犬猫が自分を犬猫と自覚しているか…もしかしたら、人間と一緒に居ることで、自分を人間だと思っているかもしれない。そんな想像をしたことがあるが。
まあ、そうだよな。三枝さんは気がついたら人の姿になっていた。元の感覚が一瞬であやふやになり、新たな感覚に戸惑っている間に、周囲の対応はどんどん変わっていく。自分について考える時間なんて一瞬もなかったのだろう。
…色々あったが、今は僕と居ることで、それを改めて考える時間が得られた。だから三枝さんは思考する。自分が何者なのか。自分がこれからどうしていくべきなのか。まるで人間のように。
「…そんな難しい顔、しないでくださいよ」
そんなの、人間の僕らですら答えは見つけられないさ。
だから、元々もふもふで、たっぷり寝て過ごす生き物だった三枝さんが考えることじゃない。

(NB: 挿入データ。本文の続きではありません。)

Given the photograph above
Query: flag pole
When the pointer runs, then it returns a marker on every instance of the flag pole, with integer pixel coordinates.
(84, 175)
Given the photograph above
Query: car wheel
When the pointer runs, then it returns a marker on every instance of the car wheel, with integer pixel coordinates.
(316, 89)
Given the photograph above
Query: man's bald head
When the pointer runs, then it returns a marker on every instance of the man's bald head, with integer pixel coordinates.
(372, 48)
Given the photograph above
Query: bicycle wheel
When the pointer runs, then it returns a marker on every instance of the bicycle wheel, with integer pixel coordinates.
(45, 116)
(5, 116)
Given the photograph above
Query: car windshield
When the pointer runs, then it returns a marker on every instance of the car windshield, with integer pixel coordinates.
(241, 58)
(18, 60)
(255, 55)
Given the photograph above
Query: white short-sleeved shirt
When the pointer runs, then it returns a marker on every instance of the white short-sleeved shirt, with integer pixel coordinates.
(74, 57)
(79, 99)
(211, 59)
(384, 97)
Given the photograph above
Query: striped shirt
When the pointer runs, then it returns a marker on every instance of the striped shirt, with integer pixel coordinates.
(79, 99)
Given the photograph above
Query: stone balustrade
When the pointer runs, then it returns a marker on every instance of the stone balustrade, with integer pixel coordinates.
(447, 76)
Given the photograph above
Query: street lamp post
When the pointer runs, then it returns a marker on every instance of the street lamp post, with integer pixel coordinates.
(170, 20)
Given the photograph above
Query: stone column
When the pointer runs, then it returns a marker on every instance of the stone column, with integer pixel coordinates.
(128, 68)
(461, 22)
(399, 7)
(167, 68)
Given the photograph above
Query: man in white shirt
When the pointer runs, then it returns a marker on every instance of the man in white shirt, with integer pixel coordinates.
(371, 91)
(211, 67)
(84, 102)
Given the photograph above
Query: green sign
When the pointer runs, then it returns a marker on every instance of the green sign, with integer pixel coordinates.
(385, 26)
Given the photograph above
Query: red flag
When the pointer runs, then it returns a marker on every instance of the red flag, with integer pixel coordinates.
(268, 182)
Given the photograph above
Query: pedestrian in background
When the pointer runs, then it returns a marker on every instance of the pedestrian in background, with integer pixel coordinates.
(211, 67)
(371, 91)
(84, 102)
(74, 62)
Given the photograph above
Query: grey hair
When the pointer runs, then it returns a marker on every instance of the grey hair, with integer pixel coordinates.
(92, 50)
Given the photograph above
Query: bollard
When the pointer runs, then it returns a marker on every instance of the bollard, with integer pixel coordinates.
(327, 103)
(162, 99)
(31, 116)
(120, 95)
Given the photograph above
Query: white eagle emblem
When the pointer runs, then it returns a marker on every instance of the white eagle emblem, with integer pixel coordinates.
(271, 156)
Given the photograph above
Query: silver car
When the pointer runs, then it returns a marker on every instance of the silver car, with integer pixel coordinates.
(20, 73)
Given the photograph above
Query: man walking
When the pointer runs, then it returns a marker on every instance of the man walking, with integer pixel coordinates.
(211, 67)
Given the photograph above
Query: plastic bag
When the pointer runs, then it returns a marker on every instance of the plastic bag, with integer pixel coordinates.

「あんたは…今は、したいと思うことをやればいいんですよ。小難しいことではなく、もっと単純に…寝たいとか、遊びたいとか、食べたいとか、そういうことを考えていればいいんです」
「…そんなものなのか」
「まあ、おイタが過ぎれば躾けますが」
あまり人間らしすぎるのも哀れだ。
三枝さんには、もっと自由でいてもらいたい。
のびのびと、穏やかに。
だから。
三枝さんは。
「…何かしたいことがあったら、教えてください。僕はいつでも付き合いますよ」
僕には時間が有り余っているから。
…三枝さんは小さく頷いた。
雨音は静まり、カーテンの隙間から、僅かに夕の日差しが差し込んだ。